Dandelion greens can be steamed or sautéed and the tender greens can be eaten raw in salads. My favorite farmer's market carries fresh Dandelion greens. I tried different dishes with Dandelion greens as I would cook any other greens.
Dandelions are mildly astringent and has slightly bitter flavor (we love bitter vegetables and greens) like arugula.





Ingredients

Dandelion - 1 bunch (washed and cut)
Toor dal - 1 cup
Tomato - 1 (quartered)
Onion - 1 (cut into big pieces)
Green chilies - 3
Turmeric - 1/2 tsp
Garlic - 3 cloves
Ginger - 1" piece
Chili Powder - 1 tsp
Salt
Water - 3 cups
Tamarind
Puree - gooseberry size

For Tadka:

Oil - 1 tbs
Mustard seeds - 1 tsp
Urad dal - 1 tsp
Channa Dal - 1 tsp
Dried Red Chilies- 3(broken into pieces)
Curry Leaves

Method

Wash the dandelions and chop them into pieces. Add toor dal, tomato, onion, ginger,
garlic and green chilies to the greens and pressure cook it for about 15 minutes. I usually keep one whistle that takes about 7 minutes and keep it in simmer for about 5minutes. Once the pressure is released, mash the dal with a wooden masher or hand blender. Add salt and tamarind puree and cook for few more minutes. Heat oil (add 1 tsp of ghee for flavor) in a pan, add mustard seeds and the rest of tadka ingredients. Add the hot seasoning to the dal.

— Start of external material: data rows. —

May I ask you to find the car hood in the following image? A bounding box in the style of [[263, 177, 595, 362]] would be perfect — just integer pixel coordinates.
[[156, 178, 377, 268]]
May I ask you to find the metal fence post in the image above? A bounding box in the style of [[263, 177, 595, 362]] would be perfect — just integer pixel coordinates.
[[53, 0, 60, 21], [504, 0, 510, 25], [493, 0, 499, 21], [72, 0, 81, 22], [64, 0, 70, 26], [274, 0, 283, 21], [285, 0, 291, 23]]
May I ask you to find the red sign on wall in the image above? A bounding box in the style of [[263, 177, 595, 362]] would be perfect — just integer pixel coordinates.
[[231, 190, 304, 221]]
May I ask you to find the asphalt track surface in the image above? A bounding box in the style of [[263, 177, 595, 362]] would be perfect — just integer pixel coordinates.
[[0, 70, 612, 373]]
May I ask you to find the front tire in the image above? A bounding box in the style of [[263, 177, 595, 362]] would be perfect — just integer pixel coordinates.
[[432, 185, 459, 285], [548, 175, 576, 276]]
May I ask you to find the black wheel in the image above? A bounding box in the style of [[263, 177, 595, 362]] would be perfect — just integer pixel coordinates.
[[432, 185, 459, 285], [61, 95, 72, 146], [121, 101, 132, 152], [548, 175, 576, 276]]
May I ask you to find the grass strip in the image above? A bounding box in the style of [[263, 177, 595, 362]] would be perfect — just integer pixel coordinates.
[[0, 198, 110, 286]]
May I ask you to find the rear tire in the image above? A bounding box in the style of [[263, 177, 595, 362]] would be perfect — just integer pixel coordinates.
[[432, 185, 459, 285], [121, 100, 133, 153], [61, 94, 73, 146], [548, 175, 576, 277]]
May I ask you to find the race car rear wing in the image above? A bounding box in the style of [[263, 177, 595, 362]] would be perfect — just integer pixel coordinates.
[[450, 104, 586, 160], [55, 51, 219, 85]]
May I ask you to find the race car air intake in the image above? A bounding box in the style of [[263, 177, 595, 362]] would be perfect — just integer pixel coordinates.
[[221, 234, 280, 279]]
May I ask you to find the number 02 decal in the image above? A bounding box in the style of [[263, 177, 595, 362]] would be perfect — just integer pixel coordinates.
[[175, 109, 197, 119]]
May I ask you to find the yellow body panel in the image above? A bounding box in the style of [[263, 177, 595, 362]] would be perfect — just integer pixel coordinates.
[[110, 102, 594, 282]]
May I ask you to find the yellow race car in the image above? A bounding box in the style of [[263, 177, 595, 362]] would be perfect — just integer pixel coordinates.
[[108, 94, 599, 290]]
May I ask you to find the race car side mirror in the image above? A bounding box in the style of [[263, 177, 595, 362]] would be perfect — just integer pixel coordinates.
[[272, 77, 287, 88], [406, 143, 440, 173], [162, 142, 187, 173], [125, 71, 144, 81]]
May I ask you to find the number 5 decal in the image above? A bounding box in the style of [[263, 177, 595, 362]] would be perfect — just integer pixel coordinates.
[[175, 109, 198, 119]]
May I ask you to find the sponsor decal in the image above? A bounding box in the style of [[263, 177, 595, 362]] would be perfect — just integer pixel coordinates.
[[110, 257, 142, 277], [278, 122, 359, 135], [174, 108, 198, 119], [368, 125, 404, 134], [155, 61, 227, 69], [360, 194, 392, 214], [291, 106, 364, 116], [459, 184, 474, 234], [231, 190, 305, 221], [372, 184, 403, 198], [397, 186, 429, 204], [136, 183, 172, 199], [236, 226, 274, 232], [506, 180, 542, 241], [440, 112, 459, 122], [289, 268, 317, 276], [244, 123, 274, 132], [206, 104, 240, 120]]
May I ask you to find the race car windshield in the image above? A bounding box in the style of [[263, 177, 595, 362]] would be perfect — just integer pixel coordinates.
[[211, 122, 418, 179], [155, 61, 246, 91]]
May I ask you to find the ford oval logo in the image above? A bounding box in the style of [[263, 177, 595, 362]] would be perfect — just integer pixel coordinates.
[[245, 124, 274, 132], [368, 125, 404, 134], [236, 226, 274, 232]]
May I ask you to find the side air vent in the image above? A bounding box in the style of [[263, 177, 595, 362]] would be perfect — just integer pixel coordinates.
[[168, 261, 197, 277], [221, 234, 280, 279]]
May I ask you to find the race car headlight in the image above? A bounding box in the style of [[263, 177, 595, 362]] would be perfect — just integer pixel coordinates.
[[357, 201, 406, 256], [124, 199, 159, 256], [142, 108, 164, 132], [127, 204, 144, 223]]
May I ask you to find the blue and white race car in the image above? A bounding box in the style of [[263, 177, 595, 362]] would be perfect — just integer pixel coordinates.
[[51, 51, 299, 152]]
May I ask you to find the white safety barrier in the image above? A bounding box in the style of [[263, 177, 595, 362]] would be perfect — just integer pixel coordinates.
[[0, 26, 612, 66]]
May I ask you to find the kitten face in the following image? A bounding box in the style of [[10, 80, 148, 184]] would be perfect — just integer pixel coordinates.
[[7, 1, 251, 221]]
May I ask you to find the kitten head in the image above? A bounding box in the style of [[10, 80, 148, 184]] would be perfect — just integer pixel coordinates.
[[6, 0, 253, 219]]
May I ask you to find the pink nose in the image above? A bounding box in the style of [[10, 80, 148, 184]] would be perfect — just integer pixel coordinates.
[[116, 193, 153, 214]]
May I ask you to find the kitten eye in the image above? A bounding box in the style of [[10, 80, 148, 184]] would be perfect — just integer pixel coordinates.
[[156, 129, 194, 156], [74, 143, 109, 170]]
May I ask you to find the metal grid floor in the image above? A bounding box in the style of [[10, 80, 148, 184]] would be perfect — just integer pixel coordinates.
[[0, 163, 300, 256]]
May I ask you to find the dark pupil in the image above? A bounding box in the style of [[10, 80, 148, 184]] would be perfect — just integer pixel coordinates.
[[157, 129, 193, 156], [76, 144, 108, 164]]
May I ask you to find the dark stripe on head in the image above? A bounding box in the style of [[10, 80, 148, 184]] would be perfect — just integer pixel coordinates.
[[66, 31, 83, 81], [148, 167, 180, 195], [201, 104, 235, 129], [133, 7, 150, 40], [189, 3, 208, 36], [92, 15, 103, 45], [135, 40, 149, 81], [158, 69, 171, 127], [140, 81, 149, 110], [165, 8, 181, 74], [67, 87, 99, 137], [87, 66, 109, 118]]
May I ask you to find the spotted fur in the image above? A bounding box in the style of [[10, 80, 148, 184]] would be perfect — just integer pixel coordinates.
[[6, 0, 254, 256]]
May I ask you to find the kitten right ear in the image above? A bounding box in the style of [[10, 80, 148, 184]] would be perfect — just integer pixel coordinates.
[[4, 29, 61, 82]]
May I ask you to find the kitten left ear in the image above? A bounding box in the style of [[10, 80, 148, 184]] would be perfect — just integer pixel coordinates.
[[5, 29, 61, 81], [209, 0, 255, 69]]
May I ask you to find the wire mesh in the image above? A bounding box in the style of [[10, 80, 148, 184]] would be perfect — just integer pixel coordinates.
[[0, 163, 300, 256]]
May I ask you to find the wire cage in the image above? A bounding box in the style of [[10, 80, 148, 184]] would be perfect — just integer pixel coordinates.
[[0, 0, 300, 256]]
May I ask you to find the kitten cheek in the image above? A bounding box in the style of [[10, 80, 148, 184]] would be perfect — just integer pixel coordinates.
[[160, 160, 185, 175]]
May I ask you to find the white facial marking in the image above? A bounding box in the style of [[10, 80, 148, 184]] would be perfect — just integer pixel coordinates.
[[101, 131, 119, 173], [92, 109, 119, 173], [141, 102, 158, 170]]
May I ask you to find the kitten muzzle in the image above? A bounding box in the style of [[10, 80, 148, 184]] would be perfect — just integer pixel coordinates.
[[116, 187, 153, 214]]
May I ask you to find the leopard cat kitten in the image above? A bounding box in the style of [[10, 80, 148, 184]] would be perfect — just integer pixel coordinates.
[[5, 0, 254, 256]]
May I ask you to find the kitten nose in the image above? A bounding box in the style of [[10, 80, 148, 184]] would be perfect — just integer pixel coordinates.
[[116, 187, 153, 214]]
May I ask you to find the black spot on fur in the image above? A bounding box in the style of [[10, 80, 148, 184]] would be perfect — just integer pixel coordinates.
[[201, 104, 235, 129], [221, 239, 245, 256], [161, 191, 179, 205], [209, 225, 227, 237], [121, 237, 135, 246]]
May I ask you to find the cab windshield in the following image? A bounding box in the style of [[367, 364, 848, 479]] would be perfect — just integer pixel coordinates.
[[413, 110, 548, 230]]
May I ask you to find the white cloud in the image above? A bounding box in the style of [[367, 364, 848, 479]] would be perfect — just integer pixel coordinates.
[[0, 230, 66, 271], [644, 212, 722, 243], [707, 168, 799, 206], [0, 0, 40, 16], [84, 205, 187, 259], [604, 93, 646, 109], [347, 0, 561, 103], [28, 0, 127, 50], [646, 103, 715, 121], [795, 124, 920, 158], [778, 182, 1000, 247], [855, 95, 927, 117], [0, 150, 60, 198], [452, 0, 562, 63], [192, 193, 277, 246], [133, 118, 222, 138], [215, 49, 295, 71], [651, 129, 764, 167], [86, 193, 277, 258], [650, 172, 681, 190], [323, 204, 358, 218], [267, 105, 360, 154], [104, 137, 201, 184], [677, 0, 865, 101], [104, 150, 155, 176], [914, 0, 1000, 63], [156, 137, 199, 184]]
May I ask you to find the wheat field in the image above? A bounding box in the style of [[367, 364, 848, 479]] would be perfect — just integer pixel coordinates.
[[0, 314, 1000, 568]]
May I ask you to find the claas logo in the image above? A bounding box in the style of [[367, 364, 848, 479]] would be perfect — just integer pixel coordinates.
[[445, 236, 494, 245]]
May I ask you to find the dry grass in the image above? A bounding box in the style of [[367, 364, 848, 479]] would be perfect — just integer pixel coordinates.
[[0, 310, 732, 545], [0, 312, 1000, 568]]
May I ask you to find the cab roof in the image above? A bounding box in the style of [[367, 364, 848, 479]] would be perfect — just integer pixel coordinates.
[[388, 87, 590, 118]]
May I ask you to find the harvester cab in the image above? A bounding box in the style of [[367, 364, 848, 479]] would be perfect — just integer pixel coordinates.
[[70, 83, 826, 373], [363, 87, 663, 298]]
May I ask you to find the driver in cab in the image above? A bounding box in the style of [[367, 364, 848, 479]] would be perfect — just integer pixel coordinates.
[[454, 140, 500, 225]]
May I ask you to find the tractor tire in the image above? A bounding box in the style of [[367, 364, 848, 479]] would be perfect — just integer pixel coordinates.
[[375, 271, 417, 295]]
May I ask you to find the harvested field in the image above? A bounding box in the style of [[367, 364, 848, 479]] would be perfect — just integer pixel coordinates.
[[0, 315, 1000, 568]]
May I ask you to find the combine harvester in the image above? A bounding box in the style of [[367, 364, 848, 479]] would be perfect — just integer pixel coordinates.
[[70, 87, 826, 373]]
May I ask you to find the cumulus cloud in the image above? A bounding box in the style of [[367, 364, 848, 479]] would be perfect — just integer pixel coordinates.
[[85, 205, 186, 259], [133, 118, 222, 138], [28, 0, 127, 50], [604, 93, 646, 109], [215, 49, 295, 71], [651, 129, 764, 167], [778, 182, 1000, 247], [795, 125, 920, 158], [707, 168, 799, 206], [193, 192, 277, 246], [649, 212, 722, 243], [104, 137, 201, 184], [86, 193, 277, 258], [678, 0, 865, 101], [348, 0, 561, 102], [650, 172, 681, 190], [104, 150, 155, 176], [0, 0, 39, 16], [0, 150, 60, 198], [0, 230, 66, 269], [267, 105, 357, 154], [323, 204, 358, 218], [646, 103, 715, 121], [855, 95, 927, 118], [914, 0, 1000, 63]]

Serve hot with Rice/ Roti.


Another Version:

Heat oil in the pan. Sauté the onions and dandelion. Add the cooked dal, chili powder and salt. Add little tamarind puree and water. Let it cook for some time. Do the tadka along with broken chilies and add the hot seasoning to the dal. I prefer this when I have already cooked dal in my fridge.


2 comments:

Kay said...

thats great. i did not that you can use dandalion for cooking. where can u get it? is it safe to eat the one which grows in the backyard? how can i identify them just to make sure i am picking the rite one. please post picture of dandelion if you have and that will be helpful.

Passion Cooking said...

Hi Kay,

Thanks for visiting my blog. I usually buy the Dandelion greens from Route 9 farmer's market. You can try in Route130 Farm Market, Hightstown (next to atlanta bread store). I wouldn't use the dandelion greens that grows in the backyard for two reasons . One is the false identification of the plant and second is the endless toxic sprays that we use to maintain the lawn.